Os ataques à empresa pelo capital hegemônico se dão em múltiplas frentes. Uma delas é o projeto de cessão onerosa, que consiste na venda a empresas estrangeiras do petróleo excedente encontrado nos campos do pré-sal, descobertos em 2006 durante a gestão de Lula.
Em 2010, com a promulgação da Lei nº 12.351, conhecida como lei do petróleo, ficou definido o projeto de capitalização da Petrobras e a partilha do pré-sal. O Governo Federal cedeu à companhia sete blocos de exploração que deveriam conter, pelas contas iniciais, uma reserva de 5 bilhões de barris.

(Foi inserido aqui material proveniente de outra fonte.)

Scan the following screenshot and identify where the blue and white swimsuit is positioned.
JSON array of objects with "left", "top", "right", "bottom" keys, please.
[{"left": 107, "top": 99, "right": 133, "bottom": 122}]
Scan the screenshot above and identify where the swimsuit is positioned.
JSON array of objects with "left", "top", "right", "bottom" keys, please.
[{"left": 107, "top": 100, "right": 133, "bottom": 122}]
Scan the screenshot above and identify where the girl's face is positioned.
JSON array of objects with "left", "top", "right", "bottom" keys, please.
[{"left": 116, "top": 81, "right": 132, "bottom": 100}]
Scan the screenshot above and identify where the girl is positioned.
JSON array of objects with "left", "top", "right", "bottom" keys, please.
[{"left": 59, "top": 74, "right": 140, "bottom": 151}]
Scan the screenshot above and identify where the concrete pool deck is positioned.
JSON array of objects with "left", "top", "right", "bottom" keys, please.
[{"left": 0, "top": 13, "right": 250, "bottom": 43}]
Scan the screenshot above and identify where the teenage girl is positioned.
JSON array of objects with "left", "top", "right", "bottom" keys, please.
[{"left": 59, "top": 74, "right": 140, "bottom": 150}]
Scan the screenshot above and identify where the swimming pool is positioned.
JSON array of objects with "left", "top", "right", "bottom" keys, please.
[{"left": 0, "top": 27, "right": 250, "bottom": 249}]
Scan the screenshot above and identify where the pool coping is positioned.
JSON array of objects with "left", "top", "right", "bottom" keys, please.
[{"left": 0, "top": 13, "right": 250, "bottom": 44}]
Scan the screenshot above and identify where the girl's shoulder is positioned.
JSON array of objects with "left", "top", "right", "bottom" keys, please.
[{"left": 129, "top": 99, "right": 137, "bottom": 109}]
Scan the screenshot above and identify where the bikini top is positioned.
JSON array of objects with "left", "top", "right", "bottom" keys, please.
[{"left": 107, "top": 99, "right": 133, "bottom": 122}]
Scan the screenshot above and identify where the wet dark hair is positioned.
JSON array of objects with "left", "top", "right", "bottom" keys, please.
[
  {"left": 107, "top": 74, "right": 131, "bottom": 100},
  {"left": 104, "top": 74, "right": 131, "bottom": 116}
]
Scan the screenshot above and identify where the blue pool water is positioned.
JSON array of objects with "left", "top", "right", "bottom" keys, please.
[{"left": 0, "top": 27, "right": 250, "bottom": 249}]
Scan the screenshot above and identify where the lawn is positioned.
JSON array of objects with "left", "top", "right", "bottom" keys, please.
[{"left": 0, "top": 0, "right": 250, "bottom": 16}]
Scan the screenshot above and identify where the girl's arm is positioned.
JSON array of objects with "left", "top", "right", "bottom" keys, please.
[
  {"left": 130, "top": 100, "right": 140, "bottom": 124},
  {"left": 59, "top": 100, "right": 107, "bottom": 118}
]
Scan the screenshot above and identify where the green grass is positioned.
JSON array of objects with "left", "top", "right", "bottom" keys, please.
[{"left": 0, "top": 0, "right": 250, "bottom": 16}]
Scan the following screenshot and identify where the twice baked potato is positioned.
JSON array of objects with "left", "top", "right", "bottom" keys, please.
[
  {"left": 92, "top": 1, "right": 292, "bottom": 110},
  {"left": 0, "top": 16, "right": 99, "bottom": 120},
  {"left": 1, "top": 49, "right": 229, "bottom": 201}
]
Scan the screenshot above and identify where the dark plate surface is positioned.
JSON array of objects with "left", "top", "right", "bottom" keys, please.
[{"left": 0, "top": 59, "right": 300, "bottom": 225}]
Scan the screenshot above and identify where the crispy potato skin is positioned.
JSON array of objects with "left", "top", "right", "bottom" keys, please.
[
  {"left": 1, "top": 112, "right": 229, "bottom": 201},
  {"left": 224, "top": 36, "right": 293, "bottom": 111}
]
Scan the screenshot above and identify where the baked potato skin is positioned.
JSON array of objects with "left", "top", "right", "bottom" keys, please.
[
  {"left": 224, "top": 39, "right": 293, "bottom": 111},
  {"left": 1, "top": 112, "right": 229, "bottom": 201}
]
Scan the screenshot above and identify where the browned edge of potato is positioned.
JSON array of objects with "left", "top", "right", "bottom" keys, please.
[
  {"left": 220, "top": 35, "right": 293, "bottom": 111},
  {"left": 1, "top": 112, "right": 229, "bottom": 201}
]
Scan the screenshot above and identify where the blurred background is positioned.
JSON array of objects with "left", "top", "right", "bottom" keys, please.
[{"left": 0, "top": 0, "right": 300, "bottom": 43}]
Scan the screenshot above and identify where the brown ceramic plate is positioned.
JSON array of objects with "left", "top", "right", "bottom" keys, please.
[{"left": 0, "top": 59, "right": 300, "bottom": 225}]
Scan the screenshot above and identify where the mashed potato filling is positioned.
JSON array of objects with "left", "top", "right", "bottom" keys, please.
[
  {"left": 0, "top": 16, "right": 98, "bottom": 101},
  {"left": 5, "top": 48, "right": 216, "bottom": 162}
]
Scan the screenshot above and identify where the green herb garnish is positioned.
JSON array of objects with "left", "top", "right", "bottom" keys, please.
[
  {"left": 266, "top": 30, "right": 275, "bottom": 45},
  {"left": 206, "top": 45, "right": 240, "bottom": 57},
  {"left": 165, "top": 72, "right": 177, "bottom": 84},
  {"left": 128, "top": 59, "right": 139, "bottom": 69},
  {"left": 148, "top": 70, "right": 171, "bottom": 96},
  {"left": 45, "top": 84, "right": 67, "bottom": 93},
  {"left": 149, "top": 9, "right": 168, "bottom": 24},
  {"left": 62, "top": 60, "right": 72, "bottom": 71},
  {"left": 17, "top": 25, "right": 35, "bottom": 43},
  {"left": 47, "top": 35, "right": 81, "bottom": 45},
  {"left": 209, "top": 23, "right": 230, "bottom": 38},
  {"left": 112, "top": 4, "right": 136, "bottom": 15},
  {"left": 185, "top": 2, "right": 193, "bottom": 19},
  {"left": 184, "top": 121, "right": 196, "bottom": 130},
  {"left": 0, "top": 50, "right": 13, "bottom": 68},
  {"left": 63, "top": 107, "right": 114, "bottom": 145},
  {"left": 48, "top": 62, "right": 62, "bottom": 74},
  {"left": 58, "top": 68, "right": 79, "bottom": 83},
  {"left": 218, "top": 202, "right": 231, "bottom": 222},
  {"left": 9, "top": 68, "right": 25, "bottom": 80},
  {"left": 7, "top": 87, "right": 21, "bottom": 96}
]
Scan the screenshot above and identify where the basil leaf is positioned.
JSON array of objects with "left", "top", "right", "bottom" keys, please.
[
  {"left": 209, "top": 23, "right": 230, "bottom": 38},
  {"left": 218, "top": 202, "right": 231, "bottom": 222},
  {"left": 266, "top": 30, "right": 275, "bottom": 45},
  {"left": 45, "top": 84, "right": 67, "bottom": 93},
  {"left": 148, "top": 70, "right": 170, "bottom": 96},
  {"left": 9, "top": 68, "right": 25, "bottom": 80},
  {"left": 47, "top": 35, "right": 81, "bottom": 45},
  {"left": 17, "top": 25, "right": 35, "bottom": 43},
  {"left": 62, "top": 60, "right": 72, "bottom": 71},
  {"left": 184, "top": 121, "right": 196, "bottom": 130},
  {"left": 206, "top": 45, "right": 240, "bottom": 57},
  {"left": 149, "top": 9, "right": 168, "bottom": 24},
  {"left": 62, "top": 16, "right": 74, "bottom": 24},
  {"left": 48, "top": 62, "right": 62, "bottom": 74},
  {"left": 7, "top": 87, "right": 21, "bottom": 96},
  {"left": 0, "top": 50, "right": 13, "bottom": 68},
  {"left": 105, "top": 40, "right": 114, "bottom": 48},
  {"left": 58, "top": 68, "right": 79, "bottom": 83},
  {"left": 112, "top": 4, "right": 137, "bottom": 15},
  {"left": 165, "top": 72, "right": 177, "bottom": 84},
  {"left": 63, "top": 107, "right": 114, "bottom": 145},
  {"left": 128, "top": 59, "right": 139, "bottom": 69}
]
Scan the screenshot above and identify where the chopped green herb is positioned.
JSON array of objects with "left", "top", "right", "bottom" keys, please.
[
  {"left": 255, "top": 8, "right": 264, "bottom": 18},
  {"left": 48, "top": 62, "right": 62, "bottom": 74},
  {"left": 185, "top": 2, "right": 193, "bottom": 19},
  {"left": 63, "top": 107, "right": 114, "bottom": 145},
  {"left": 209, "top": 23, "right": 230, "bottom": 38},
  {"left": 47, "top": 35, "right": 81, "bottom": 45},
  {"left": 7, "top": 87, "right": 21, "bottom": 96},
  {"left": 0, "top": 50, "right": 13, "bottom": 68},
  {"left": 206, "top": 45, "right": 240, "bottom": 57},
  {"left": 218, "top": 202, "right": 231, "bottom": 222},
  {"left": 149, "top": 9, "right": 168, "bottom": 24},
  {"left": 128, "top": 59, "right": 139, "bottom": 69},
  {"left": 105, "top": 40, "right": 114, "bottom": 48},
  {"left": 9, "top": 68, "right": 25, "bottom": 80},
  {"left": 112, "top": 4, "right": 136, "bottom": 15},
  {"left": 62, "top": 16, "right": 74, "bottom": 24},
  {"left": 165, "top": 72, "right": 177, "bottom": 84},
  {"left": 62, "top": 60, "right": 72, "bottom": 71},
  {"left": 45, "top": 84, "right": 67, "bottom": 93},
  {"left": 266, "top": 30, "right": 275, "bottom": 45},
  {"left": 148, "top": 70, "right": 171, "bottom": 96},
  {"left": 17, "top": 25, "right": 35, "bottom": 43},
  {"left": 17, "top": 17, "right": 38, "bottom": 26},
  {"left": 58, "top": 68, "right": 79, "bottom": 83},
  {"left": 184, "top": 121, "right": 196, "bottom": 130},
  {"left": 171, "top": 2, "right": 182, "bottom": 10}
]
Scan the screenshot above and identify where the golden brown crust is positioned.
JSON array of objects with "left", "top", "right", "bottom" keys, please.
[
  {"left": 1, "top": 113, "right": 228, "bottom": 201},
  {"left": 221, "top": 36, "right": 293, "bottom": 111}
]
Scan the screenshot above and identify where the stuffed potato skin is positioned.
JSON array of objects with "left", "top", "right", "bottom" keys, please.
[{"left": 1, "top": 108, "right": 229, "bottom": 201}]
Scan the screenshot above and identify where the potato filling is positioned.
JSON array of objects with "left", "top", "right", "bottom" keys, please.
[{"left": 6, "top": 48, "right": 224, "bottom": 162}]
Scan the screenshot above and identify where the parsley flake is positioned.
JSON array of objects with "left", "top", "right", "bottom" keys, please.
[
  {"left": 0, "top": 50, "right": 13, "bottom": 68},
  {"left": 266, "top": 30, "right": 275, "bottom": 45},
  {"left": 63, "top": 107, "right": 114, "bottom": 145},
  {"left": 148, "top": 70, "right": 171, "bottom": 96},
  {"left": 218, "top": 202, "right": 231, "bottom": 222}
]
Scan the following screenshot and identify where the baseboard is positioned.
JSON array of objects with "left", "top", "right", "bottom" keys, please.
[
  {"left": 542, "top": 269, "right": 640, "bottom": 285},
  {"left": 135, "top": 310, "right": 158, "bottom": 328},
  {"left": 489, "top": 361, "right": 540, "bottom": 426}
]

“A Petrobras pagou por esse conjunto de blocos US$ 40 bilhões, na época R$ 74 bilhões. Ao fazer essa operação, a empresa também lançou ações no mercado, captou mais R$ 40 bilhões e pagou ao governo com títulos que tinha por conta das privatizações. O governo, com esses títulos, comprou ações da Petrobras, recuperando o percentual de participação que tinha caído para 38% e voltou para 46%. Isso foi muito bom porque permitiu que a Petrobras captasse no mercado, reduziu o que pagou ao governo e com isso pode se capitalizar”, citou o dirigente.

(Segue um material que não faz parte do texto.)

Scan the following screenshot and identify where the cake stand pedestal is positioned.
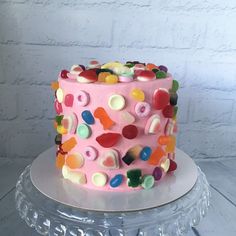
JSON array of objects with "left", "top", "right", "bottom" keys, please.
[{"left": 15, "top": 148, "right": 210, "bottom": 236}]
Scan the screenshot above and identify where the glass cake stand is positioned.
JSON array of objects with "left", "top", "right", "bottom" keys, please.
[{"left": 15, "top": 159, "right": 210, "bottom": 236}]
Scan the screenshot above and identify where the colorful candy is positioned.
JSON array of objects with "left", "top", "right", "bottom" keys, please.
[
  {"left": 96, "top": 133, "right": 121, "bottom": 148},
  {"left": 93, "top": 107, "right": 115, "bottom": 130}
]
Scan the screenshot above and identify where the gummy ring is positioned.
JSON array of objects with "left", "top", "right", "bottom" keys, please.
[
  {"left": 134, "top": 102, "right": 151, "bottom": 117},
  {"left": 77, "top": 90, "right": 90, "bottom": 107},
  {"left": 84, "top": 146, "right": 98, "bottom": 161}
]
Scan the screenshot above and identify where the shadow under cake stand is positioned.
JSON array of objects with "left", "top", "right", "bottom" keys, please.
[{"left": 15, "top": 147, "right": 210, "bottom": 236}]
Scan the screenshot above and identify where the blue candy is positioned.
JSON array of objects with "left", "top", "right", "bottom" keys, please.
[
  {"left": 140, "top": 147, "right": 152, "bottom": 161},
  {"left": 81, "top": 110, "right": 95, "bottom": 125},
  {"left": 110, "top": 174, "right": 123, "bottom": 188}
]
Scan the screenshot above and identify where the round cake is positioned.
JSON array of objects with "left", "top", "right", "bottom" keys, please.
[{"left": 52, "top": 61, "right": 179, "bottom": 191}]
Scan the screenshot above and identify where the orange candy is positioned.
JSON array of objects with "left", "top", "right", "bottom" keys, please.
[
  {"left": 148, "top": 147, "right": 166, "bottom": 166},
  {"left": 94, "top": 107, "right": 115, "bottom": 129}
]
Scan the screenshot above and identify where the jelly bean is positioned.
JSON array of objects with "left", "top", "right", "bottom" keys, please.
[
  {"left": 105, "top": 75, "right": 118, "bottom": 84},
  {"left": 81, "top": 110, "right": 95, "bottom": 125},
  {"left": 122, "top": 125, "right": 138, "bottom": 139},
  {"left": 160, "top": 158, "right": 170, "bottom": 172},
  {"left": 158, "top": 65, "right": 168, "bottom": 73},
  {"left": 134, "top": 102, "right": 151, "bottom": 117},
  {"left": 144, "top": 114, "right": 161, "bottom": 134},
  {"left": 77, "top": 90, "right": 90, "bottom": 107},
  {"left": 110, "top": 174, "right": 124, "bottom": 188},
  {"left": 84, "top": 146, "right": 98, "bottom": 161},
  {"left": 92, "top": 172, "right": 108, "bottom": 187},
  {"left": 120, "top": 111, "right": 135, "bottom": 125},
  {"left": 152, "top": 166, "right": 162, "bottom": 181},
  {"left": 152, "top": 89, "right": 170, "bottom": 110},
  {"left": 140, "top": 146, "right": 152, "bottom": 161},
  {"left": 141, "top": 175, "right": 155, "bottom": 189},
  {"left": 60, "top": 70, "right": 69, "bottom": 79},
  {"left": 130, "top": 88, "right": 145, "bottom": 102},
  {"left": 148, "top": 147, "right": 166, "bottom": 166},
  {"left": 64, "top": 94, "right": 74, "bottom": 107},
  {"left": 77, "top": 69, "right": 98, "bottom": 83},
  {"left": 62, "top": 165, "right": 87, "bottom": 184},
  {"left": 96, "top": 133, "right": 121, "bottom": 148},
  {"left": 167, "top": 159, "right": 177, "bottom": 172},
  {"left": 162, "top": 105, "right": 174, "bottom": 118},
  {"left": 99, "top": 149, "right": 120, "bottom": 170},
  {"left": 126, "top": 169, "right": 142, "bottom": 188},
  {"left": 93, "top": 107, "right": 115, "bottom": 130},
  {"left": 61, "top": 137, "right": 77, "bottom": 152},
  {"left": 54, "top": 99, "right": 63, "bottom": 115},
  {"left": 66, "top": 153, "right": 84, "bottom": 169},
  {"left": 108, "top": 94, "right": 125, "bottom": 111},
  {"left": 56, "top": 88, "right": 64, "bottom": 103},
  {"left": 76, "top": 124, "right": 92, "bottom": 139},
  {"left": 137, "top": 70, "right": 156, "bottom": 81}
]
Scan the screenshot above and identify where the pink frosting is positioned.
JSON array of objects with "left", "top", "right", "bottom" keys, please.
[{"left": 59, "top": 75, "right": 173, "bottom": 191}]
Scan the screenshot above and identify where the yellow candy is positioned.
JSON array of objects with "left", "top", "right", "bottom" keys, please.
[
  {"left": 105, "top": 75, "right": 118, "bottom": 84},
  {"left": 130, "top": 88, "right": 145, "bottom": 102}
]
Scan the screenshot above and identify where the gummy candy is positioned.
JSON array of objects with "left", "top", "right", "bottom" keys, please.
[
  {"left": 122, "top": 125, "right": 138, "bottom": 139},
  {"left": 92, "top": 172, "right": 108, "bottom": 187},
  {"left": 152, "top": 89, "right": 170, "bottom": 110},
  {"left": 99, "top": 149, "right": 119, "bottom": 170},
  {"left": 76, "top": 124, "right": 92, "bottom": 139},
  {"left": 93, "top": 107, "right": 115, "bottom": 130},
  {"left": 130, "top": 88, "right": 145, "bottom": 102},
  {"left": 96, "top": 133, "right": 121, "bottom": 148},
  {"left": 141, "top": 175, "right": 155, "bottom": 189},
  {"left": 110, "top": 174, "right": 124, "bottom": 188},
  {"left": 81, "top": 110, "right": 95, "bottom": 125},
  {"left": 126, "top": 169, "right": 142, "bottom": 188},
  {"left": 148, "top": 147, "right": 166, "bottom": 166},
  {"left": 140, "top": 146, "right": 152, "bottom": 161},
  {"left": 66, "top": 153, "right": 84, "bottom": 169}
]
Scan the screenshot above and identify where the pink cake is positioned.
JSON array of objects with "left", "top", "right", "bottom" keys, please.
[{"left": 52, "top": 61, "right": 178, "bottom": 191}]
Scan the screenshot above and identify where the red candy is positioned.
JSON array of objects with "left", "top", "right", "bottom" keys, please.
[
  {"left": 162, "top": 105, "right": 174, "bottom": 118},
  {"left": 152, "top": 89, "right": 170, "bottom": 110},
  {"left": 96, "top": 133, "right": 121, "bottom": 148},
  {"left": 122, "top": 125, "right": 138, "bottom": 139}
]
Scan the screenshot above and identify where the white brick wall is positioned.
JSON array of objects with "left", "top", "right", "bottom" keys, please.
[{"left": 0, "top": 0, "right": 236, "bottom": 158}]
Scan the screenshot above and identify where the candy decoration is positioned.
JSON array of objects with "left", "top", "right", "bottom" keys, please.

As divergências entre o Palácio do Planalto e a companhia começaram assim que se deram as primeiras perfurações dos blocos na bacia de Santos. Apenas no campo de Búzios, denominado à época como área de Franco, a Petrobras descobriu uma reserva estimada em 13 bilhões de barris.
Já no bloco de Libra foram encontrados, para surpresa de todos, 15 bilhões de barris. Desta forma, em apenas dois dos sete campos adquiridos pela petrolífera, havia um excedente de aproximadamente 23 bilhões de barris de petróleo.
“Assim o governo tirou Libra do conjunto e fez um leilão absurdo que entregou o petróleo a empresas estrangeiras e ficou apenas com 40% do campo”, relatou Siqueira, em referência à primeira privatização do pré-sal, que deveria ter, por lei, todos os recursos obtidos com royalties investidos em saúde e educação.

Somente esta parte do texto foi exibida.